Midtrans notification system is a fundamental building block of our Payments Infrastructure. This is the subsystem that sends merchants and the customers the email, http and SMS notifications after transactions.
The internal architecture of the notification system is driven out of a Kafka based transaction event stream, and uses Sidekiq for the Job processing and retry mechanisms that merchants depend on. These jobs are written in Ruby, and Sidekiq processes runs these jobs in multiple threads to achieve high concurrency.
Sidekiq has scaled well at processing the jobs over the last few years. But as the number of jobs started to increase, we started to hit some performance and resource related problems with Sidekiq.
Our workload is very bursty. Feel free to join the party. The job processing system would be nearly idle during the night, handle the normal load during the working hours. But at settlement times for few minutes we process about 20-30x of the normal workload.
[The spike of notifications sent in settlement time]
To avoid running out of memory during these periods, we are generous with the RAM and the CPU on the machines. Also high load affects the latencies of the jobs during this period.

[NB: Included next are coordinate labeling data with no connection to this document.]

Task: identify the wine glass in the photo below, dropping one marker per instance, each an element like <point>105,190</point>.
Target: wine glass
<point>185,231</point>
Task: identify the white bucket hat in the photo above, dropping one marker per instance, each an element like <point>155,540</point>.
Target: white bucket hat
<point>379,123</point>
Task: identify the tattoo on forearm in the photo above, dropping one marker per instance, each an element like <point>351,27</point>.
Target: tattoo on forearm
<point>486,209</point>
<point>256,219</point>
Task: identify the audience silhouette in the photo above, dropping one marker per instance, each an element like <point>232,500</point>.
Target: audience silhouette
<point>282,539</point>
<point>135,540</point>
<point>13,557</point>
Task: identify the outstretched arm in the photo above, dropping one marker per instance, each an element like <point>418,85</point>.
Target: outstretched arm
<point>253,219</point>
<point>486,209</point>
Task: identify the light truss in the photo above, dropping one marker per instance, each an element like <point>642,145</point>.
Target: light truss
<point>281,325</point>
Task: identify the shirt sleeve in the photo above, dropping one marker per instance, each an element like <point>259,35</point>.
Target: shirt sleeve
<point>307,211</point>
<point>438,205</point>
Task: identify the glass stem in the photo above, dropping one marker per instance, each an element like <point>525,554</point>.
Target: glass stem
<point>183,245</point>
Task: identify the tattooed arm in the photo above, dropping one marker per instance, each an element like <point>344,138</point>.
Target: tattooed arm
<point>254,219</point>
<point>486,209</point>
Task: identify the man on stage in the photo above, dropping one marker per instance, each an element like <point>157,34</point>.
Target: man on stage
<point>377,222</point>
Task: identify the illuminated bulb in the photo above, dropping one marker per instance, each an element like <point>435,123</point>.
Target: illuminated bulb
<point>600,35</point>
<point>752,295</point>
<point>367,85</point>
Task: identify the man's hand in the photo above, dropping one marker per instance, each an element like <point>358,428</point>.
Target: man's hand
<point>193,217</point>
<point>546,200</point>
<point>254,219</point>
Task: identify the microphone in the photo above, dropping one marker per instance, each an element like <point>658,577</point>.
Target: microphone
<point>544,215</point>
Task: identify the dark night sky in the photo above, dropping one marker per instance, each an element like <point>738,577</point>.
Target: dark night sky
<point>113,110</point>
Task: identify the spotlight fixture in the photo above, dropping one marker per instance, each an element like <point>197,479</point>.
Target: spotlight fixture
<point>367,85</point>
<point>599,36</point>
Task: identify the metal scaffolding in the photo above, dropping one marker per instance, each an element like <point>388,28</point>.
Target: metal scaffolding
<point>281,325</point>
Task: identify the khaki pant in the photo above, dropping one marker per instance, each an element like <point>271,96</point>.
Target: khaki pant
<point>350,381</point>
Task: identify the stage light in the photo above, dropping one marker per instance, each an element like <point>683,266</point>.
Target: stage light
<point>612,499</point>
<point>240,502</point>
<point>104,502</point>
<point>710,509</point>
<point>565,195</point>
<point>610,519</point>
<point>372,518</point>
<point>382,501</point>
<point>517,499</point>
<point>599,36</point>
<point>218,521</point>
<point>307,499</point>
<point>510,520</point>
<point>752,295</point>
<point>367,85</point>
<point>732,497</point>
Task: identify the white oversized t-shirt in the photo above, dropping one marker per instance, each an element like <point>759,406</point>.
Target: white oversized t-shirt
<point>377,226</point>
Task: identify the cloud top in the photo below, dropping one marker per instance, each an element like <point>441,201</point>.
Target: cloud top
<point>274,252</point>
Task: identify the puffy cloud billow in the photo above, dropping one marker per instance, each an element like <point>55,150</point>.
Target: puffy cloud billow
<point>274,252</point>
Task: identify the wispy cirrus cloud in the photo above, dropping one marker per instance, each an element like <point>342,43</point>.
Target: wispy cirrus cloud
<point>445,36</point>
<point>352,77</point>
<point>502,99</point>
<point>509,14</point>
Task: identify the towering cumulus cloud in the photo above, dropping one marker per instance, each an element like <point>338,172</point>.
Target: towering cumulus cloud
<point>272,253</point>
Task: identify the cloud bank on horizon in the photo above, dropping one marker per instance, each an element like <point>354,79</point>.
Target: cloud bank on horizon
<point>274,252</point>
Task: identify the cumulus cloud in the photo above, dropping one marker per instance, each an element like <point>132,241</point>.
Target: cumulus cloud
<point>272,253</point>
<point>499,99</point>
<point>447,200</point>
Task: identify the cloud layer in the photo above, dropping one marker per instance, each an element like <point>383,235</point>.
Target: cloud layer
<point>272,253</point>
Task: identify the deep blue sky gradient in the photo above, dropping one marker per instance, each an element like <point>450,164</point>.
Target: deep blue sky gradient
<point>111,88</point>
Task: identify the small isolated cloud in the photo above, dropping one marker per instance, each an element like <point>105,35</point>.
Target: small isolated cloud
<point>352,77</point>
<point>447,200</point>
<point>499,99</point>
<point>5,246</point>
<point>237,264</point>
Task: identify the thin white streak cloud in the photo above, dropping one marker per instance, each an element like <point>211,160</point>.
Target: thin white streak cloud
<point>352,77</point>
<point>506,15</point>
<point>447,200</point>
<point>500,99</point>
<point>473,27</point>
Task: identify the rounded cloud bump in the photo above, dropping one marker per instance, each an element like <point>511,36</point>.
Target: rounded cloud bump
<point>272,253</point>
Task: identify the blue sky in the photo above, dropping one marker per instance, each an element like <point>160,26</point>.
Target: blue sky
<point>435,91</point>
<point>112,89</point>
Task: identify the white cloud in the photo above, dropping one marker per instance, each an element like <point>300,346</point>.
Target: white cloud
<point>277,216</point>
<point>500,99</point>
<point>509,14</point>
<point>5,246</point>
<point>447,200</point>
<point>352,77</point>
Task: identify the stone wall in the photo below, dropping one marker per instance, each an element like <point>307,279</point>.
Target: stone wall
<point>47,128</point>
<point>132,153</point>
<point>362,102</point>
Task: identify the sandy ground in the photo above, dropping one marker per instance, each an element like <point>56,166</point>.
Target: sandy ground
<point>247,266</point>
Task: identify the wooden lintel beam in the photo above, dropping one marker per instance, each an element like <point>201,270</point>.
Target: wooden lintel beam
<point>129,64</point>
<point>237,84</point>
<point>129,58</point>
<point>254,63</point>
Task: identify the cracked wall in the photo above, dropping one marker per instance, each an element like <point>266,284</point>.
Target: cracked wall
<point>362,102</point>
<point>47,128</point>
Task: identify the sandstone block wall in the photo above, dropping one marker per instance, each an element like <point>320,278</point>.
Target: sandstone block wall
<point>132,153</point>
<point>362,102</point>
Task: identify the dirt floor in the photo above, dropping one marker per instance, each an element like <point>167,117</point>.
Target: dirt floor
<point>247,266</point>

Sending notifications is inherently a IO heavy process where we read from the Database and write to the HTTP endpoints, the response times of endpoints range from 300 ms to 30seconds(our timeout)
MRI Ruby is notoriously inefficient at threading, especially in high IO systems, We needed a platform that provided a high IO efficiency. Elixir turns out to be a good choice, as it was a simple switch from Ruby language, and provided the OTP Platform for delivering fantastic IO performance. Also the reliability patterns build in to OTP provided a good starting point for the building a solid system.
Rewriting large parts of any big system is prone to failure. So we restricted the scope to the worker part of the system. All the systems that push jobs to the queues should remain untouched. Exq which uses the same storage and internal structure as sidekiq, but written in Elixir looked like an perfect fit.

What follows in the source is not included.